The other cabinet members murmur in agreement. From time to time, they’ve heard these mysterious noises. They aren’t caused by thunderstorms, beca
use the weather has almost been calm when they’ve occurred, yet they’ve seen the strange white trails moving across the sky, led by tiny silver dots.
“No! Nonono!” The President is on his feet. “Boomboomding asine f’m Cheezuz!” He looks down at the others. “Wewuz talkinbout tacing Dems, an’den Cheezuz giffus asine…!”
“Datwuzzen…”
In three swift steps, the President is across the room. Grabbing the Secretary of State by his hair, he yanks his head back. Before the cabinet member can react, he feels the razor-sharp blade of the President’s knife at his throat.
“Datwuz Cheezuz,” the President hisses, his angry eyes boring into his own. “Sayidain’so.”
The Secretary of State trembles, his forehead suddenly moist with sweat. “Hokay, hokay, prez,” he whispers. “Dadwuz Cheezuz…”
“Sayidagin!” The knife bites into his skin, drawing a trickle of blood. “Sayidlowda!”

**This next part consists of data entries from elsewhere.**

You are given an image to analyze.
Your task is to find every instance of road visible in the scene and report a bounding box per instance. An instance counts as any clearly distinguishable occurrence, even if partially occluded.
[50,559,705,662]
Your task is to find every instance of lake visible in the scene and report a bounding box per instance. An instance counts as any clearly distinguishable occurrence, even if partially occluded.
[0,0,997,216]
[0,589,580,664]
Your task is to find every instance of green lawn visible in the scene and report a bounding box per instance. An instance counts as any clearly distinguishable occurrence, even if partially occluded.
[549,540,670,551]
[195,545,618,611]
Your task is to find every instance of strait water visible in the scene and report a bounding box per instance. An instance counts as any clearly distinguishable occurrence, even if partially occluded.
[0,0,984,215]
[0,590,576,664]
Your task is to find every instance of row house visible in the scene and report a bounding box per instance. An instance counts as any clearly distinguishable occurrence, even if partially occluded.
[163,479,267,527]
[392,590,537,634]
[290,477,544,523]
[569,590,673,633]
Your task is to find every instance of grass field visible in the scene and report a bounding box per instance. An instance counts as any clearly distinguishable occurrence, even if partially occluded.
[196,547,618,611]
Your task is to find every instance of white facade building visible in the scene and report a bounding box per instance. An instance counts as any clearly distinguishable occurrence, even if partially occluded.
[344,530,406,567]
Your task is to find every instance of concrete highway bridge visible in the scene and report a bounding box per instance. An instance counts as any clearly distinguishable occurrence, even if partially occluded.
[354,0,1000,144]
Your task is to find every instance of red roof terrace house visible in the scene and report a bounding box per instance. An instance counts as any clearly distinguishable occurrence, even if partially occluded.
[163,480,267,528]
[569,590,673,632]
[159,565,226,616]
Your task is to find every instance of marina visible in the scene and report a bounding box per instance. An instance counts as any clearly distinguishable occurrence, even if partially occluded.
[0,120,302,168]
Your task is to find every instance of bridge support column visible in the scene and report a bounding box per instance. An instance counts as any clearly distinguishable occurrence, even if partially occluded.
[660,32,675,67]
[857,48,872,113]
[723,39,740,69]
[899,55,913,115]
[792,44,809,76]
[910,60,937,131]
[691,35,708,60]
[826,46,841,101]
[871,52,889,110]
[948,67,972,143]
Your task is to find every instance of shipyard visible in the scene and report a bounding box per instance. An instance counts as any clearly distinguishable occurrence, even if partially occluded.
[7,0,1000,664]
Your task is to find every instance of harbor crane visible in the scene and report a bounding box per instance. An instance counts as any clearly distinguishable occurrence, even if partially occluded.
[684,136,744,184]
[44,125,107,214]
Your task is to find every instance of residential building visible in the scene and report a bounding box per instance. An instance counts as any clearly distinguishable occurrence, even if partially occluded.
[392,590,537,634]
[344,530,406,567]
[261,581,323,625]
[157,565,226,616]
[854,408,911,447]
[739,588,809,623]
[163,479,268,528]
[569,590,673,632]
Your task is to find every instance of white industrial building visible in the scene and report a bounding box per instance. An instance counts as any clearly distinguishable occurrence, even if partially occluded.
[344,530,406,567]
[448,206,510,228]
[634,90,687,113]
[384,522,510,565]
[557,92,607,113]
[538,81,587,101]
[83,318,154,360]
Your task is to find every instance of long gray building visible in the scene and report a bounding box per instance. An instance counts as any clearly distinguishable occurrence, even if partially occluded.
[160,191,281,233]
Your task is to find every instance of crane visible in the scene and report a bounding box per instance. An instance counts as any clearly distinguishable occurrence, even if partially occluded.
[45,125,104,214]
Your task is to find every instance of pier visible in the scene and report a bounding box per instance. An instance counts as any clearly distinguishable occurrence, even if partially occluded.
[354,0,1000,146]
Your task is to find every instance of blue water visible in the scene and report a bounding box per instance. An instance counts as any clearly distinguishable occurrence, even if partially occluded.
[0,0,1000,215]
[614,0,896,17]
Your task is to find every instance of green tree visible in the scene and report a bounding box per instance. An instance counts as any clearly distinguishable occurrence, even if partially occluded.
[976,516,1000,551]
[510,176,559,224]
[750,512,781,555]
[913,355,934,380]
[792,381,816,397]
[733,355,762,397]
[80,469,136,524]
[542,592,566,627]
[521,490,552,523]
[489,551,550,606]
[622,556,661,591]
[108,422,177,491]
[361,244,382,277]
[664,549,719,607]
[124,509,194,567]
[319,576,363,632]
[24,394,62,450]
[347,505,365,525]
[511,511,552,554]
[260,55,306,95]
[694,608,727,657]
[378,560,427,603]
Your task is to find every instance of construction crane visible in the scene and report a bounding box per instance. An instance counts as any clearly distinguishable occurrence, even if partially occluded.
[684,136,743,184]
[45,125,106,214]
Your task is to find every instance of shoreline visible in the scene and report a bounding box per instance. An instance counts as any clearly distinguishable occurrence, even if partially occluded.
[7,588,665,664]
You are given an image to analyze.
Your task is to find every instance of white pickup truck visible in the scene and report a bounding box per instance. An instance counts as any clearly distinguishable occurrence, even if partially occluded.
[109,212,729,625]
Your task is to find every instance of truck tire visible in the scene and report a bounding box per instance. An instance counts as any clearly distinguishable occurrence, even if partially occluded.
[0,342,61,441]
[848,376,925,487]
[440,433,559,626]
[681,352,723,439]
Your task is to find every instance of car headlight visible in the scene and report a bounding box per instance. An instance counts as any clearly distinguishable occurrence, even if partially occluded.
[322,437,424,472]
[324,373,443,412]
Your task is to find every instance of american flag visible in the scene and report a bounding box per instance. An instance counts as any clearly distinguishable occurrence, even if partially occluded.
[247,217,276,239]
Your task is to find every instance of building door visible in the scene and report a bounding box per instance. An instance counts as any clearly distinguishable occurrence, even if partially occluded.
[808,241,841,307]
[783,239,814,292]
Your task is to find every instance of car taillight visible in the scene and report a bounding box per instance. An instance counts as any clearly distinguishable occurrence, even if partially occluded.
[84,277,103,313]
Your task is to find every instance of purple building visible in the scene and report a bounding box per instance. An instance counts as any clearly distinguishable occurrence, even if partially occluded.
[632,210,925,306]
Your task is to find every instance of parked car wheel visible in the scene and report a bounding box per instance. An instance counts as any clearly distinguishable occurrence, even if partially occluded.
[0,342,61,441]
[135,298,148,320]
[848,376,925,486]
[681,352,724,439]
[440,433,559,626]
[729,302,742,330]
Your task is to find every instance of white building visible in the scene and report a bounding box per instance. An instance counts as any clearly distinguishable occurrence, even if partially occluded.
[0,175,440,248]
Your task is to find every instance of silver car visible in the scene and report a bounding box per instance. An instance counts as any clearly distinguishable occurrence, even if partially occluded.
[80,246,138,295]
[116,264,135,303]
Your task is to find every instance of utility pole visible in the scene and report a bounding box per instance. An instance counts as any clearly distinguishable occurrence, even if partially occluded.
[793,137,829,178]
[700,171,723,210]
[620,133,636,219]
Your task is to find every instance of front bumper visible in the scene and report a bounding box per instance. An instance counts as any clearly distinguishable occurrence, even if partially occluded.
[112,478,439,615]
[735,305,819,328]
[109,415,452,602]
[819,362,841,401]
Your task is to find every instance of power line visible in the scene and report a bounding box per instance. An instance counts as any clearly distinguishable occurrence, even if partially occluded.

“Datwuz Cheezuz!” the Secretary yells in desperation, his eyes screwed up in pain. “Prez isrite! Datwuz Cheezuz!”
“Praysdaload,” the Secretary of Labor quietly offers, his tone conciliatory. “Haymen.”
“Haymen.” The President stares at the Secretary of State for another moment before he withdraws his knife, then he turns to the others. “Gonnatac da Dems t’day.”
“T’day?” The Secretary of Homeland Defense looks dubious. “Allahus?”
“Damstrait.” The President lifts his knife. “Gedalla Pubs t’gedda. Gonnago tadahill. Kigsumass, geddusumfoo’, mebbesum wimmin too…”
“Hoo-rah!” The Secretary of Defense is all for this. “Geddusum wimmin!”
“T’day?” Although humiliated, the Secretary of State remains cautious.
“T’day.” The Prez doesn’t look back at him as bends down to pick up his half-eaten rat. “Can’loose. Cheezuz onourside.”
And then he finishes his breakfast. No sense in going into mid-term elections on an empty stomach.